Le voyage des Clis de la Manche en Finlande prévoit une visite du site Onkalo. Ce site d’enfouissement profond fait penser à celui qui est envisagé en France à Bure et qui est fortement contesté. Retour sur le film Into Eternity. Helsinki 26 novembre 2019
La bande annonce d’Into Eternity:
Into Eternity est un film documentaire coproduit par le Danemark, la Finlande, la Suède et l’Italie, réalisé par le Danois Michael Madsen, sorti en 2010 au Danemark. Le film traite du stockage en couche géologique profonde de déchets radioactifs au complexe d’Onkalo, en Finlande. Wikipédia
Into Eternity : le docu radioactif
Sorti en 2011 en France, ce documentaire est éclairant. Réalisé par le Danois Michael Madsen, il nous offre une plongée dans l’univers d’Onkalo, en Finlande, où seront stockés les déchets radioactifs pour une durée d’au moins 100 000 ans. Une belle inspiration.
Il y a 5 000 ans, les Egyptiens construisaient des tombeaux pour l’éternité : les pyramides. Aujourd’hui, les hommes bâtissent un sanctuaire pour inhumer des reliques bien plus dangereuses que des pharaons : des déchets radioactifs. Cela se passe à Onkalo, au nord-est d’Helsinki, dans une steppe balayée par les vents glacés. Ou plutôt sous la steppe, à 500 mètres de profondeur. C’est là, enfermés dans une couche de granit, que l’Etat finlandais a décidé de faire reposer « pour l’éternité » les résidus radioactifs de son industrie nucléaire. Voilà l’objet de l’étonnant documentaire de Michael Madsen, jeune réalisateur danois qui s’est intéressé aux grandes questions métaphysiques que pose un tel dispositif.
Penser l’avenir à 100 000 ans
Madsen se débarrasse assez vite des questions pratiques. A peine se sert-il d’une animation 3D pour permettre au spectateur de visualiser les kilomètres de tunnels qui serviront à accueillir les déchets pour encore un siècle, avant qu’on ne ferme la porte pour toujours derrière soi. Sa curiosité tient de la métaphysique. Que signifie penser l’avenir à 100 000 ans ? Qu’est-ce que cette « chambre mortuaire » destinée à renfermer un « feu qui ne s’éteint jamais » ? Comment exhorter les générations futures à se « souvenir d’oublier » qu’un endroit pareil existe ? Faut-il les prévenir ? Et si oui, par quel truchement ? En quelle langue ? A l’aide de quels dessins (quels « marqueurs » ?).

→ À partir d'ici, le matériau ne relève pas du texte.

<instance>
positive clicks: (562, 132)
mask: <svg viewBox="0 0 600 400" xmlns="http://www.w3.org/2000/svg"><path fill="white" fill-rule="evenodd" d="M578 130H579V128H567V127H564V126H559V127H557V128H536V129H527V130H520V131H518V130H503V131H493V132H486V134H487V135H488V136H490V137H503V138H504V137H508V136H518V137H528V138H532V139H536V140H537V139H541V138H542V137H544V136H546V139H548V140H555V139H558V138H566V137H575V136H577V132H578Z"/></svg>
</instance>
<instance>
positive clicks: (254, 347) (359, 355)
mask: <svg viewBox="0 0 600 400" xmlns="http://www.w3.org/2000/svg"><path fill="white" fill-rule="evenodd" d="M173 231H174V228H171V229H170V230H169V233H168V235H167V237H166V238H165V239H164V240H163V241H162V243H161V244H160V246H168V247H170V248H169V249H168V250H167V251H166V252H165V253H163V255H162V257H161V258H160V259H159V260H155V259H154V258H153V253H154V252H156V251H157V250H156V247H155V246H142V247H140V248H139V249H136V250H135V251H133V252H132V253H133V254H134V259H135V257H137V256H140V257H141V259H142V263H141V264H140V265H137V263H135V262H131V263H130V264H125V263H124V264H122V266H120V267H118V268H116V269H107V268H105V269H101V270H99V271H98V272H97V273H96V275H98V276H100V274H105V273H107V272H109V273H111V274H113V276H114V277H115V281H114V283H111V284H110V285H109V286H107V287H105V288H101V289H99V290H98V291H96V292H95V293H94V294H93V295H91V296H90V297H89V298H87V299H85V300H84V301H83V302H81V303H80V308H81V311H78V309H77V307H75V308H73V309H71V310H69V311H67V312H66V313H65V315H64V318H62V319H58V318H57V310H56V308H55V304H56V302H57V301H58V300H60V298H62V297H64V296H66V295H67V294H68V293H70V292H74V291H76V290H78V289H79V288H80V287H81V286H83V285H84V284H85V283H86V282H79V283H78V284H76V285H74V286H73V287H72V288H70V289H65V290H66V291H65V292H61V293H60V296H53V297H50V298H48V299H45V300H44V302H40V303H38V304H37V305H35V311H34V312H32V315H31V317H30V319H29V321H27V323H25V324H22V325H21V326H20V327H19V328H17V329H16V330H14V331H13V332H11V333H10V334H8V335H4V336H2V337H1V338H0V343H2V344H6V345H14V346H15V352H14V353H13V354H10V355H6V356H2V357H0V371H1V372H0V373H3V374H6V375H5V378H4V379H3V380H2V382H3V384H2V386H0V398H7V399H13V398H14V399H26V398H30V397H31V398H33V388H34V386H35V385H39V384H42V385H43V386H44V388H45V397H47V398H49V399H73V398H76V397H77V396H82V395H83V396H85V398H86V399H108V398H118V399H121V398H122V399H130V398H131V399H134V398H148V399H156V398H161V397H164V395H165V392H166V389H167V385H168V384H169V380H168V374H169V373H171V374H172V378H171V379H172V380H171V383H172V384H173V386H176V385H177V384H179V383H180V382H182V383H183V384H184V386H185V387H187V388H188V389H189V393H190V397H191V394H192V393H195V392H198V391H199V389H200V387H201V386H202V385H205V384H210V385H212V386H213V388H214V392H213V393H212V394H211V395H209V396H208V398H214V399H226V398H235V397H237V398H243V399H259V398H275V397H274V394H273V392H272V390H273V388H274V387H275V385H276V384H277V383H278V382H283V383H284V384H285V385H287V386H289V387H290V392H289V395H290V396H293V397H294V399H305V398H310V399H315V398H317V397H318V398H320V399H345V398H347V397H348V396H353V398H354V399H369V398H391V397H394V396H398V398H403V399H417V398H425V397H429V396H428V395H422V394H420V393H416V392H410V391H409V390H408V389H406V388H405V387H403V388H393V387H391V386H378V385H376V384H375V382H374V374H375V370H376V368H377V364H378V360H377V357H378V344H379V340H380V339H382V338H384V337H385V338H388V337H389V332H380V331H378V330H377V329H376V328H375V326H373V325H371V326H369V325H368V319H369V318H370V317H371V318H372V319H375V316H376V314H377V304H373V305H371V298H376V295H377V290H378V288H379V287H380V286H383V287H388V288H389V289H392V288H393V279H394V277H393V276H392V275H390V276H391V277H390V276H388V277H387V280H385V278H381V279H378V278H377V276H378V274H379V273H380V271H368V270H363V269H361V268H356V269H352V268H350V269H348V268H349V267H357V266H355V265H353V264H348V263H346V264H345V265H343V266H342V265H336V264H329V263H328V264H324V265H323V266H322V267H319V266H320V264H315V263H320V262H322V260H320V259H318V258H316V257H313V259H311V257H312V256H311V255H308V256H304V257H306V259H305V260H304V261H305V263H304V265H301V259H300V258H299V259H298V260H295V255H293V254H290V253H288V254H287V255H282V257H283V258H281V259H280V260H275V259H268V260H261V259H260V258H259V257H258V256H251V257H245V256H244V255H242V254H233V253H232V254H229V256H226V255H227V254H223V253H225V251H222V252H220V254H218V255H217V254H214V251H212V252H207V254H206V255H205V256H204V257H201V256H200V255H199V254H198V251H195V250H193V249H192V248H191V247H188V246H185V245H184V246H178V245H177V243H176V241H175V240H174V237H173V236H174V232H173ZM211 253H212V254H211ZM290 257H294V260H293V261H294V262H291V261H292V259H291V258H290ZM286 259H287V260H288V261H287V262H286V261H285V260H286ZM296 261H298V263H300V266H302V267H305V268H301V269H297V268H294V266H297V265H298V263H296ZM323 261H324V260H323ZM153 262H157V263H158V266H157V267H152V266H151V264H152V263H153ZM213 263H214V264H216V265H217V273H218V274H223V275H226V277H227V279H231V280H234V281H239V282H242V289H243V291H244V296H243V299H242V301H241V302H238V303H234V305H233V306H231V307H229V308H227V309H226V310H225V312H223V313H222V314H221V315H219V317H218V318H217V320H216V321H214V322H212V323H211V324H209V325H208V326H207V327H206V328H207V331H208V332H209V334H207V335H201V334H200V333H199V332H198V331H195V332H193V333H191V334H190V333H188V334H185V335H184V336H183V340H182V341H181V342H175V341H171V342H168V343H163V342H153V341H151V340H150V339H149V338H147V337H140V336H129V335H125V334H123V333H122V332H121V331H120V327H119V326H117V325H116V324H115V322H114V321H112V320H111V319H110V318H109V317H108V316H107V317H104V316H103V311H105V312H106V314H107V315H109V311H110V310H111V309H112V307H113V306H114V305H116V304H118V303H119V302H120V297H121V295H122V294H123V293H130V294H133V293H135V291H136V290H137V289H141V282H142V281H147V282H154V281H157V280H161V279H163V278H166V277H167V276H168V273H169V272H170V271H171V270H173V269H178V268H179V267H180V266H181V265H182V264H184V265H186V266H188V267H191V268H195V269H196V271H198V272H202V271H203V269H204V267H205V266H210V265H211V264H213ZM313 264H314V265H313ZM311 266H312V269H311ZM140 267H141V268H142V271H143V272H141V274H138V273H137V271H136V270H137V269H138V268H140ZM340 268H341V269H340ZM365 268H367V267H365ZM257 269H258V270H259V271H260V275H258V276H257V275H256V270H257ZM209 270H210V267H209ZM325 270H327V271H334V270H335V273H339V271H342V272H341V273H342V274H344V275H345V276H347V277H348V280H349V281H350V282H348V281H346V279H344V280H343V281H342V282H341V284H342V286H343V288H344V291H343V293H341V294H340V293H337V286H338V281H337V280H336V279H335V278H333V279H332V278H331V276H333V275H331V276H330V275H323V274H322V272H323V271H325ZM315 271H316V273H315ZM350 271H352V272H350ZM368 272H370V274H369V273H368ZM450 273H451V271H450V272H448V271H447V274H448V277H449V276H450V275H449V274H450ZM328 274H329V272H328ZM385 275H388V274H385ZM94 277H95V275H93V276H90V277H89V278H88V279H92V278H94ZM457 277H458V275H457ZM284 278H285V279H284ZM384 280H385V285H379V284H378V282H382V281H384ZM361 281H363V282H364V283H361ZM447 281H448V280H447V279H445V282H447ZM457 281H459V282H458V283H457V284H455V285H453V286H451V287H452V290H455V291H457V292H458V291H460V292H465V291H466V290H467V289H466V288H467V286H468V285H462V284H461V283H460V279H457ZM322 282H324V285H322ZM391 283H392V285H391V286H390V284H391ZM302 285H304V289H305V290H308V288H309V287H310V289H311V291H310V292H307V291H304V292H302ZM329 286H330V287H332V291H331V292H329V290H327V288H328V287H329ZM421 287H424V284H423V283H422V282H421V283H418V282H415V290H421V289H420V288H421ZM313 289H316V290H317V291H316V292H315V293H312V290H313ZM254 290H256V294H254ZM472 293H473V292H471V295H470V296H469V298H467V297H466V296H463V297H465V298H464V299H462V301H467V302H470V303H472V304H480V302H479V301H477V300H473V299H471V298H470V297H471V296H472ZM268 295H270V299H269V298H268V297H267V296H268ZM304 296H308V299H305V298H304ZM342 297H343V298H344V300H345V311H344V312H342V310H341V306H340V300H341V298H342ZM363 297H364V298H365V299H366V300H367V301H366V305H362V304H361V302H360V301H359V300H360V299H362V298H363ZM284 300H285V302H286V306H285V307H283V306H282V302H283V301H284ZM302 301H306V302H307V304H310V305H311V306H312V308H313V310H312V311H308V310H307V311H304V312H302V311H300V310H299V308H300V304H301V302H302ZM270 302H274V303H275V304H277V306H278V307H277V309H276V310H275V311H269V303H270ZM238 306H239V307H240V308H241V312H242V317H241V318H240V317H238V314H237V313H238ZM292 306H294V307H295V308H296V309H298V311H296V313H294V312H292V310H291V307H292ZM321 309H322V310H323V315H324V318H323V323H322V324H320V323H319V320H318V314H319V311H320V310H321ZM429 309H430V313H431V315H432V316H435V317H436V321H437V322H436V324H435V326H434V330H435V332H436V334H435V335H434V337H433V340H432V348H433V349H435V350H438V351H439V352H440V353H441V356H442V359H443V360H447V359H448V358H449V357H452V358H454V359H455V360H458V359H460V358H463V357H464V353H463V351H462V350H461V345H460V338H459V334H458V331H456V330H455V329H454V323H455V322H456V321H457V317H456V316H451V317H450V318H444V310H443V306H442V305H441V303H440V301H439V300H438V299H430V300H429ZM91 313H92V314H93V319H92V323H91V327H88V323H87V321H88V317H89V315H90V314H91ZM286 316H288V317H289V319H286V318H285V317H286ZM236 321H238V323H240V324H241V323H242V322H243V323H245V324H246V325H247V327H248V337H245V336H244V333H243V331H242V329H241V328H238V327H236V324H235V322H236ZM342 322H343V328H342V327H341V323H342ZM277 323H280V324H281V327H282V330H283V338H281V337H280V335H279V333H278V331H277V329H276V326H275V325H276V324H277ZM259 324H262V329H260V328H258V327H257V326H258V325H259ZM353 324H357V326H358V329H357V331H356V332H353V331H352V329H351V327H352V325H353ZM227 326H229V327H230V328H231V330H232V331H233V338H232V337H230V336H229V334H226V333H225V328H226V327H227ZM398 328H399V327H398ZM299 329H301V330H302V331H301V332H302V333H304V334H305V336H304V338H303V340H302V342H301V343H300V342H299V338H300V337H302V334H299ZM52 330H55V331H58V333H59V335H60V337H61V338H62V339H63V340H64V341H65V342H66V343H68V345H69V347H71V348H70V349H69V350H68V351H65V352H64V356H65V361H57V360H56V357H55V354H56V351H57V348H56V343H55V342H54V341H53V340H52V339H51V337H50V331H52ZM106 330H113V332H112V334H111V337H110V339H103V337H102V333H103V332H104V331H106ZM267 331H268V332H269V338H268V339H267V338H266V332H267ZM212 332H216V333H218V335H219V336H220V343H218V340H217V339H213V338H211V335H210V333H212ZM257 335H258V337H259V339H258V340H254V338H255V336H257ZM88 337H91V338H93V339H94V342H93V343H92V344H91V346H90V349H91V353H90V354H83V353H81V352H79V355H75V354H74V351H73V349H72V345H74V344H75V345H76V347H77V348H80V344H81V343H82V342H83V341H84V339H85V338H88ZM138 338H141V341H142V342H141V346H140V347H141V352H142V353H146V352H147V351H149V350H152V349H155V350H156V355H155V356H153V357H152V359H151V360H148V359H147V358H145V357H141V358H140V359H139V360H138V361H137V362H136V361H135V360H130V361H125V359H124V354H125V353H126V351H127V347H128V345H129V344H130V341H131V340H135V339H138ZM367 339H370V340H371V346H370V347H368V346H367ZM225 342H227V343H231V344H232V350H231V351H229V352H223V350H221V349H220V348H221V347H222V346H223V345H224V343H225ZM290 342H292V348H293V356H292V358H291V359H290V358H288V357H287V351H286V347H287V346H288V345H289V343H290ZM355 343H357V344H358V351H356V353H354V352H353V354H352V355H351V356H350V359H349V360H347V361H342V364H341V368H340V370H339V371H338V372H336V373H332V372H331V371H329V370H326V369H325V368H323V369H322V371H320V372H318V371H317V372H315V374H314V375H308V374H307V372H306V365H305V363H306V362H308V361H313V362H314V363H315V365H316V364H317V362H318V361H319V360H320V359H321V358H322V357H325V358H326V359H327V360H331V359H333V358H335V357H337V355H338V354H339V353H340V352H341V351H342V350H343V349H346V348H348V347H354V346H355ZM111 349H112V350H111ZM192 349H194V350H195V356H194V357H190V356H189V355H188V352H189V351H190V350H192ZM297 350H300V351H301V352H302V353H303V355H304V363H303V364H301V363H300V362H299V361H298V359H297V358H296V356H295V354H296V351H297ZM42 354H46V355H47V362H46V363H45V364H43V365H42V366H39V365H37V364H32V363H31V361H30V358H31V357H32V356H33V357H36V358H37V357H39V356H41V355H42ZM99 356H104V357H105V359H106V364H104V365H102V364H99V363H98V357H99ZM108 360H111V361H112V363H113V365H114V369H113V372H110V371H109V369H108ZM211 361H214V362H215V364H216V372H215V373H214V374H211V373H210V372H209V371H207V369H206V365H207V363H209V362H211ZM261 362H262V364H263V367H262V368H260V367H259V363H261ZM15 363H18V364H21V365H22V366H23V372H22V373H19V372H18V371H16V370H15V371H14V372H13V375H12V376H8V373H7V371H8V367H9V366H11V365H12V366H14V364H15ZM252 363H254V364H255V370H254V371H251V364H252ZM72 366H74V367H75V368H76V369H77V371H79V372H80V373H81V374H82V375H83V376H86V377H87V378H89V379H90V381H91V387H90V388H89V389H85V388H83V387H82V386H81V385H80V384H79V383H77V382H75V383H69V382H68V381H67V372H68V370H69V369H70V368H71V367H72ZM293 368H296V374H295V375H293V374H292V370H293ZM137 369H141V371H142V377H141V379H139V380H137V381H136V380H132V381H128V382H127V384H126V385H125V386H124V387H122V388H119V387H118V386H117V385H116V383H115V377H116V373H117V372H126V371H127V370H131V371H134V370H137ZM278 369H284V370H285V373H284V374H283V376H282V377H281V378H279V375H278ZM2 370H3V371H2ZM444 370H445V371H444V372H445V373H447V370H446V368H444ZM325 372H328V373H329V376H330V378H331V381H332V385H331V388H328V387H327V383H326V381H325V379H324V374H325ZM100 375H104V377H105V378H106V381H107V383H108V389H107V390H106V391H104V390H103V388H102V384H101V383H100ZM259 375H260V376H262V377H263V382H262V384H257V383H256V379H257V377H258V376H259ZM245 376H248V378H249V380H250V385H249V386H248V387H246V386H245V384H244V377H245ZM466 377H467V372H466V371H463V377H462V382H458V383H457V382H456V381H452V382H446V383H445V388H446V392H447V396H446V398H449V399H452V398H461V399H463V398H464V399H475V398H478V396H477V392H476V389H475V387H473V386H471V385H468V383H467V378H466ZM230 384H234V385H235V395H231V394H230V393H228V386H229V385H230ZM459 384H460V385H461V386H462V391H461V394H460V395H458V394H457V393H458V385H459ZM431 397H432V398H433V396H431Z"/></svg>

En à peine plus d’une heure, Into Eternity pose des questions radicales qui ne trouvent pas vraiment de réponses. Nul ne sait à quoi ressembleront les hommes dans 100 000 ans, ni s’il faut leur faire confiance. Une seule chose est certaine : si la surface de la terre est instable par essence (les guerres, les catastrophes naturelles, les crises…), ses cavités offrent la stabilité. Le stockage profond est la solution pratique, immédiate, quoiqu’insatisfaisante, à un enjeu réel : à la surface, les déchets sont potentiellement dangereux à échéance de 10, 20, au mieux 100 ans. Sous leur armure géologique, ils seront protégés des caprices de la nature, et plus encore des hommes.
Domestiquer l’énergie
A travers des interviews d’experts, ingénieurs, théologiens, politiques, ce film à la voix lancinante, froid mais intelligent, est un appel bienvenu à l’humilité : à l’heure qu’il est, l’espèce humaine s’est crue maîtresse de l’univers en domestiquant l’énergie la plus formidable de tous les temps. Mais elle n’a pas songé à la suite. La voici désormais prise au piège de ses propres rêves d’omniscience. « De toute façon, conclut l’une des protagonistes, un jour ou l’autre nous arriverons à court d’uranium, il faudra trouver autre chose. » En attendant, la « cachette » d’Onkalo restera sans doute dans mille siècles l’unique vestige de notre civilisation disparue.
A Bure le stockage profond des déchets Haute Activité Vie Longue est contesté en raison de sa non réversibilité et des risques d’incendie comme aux USA.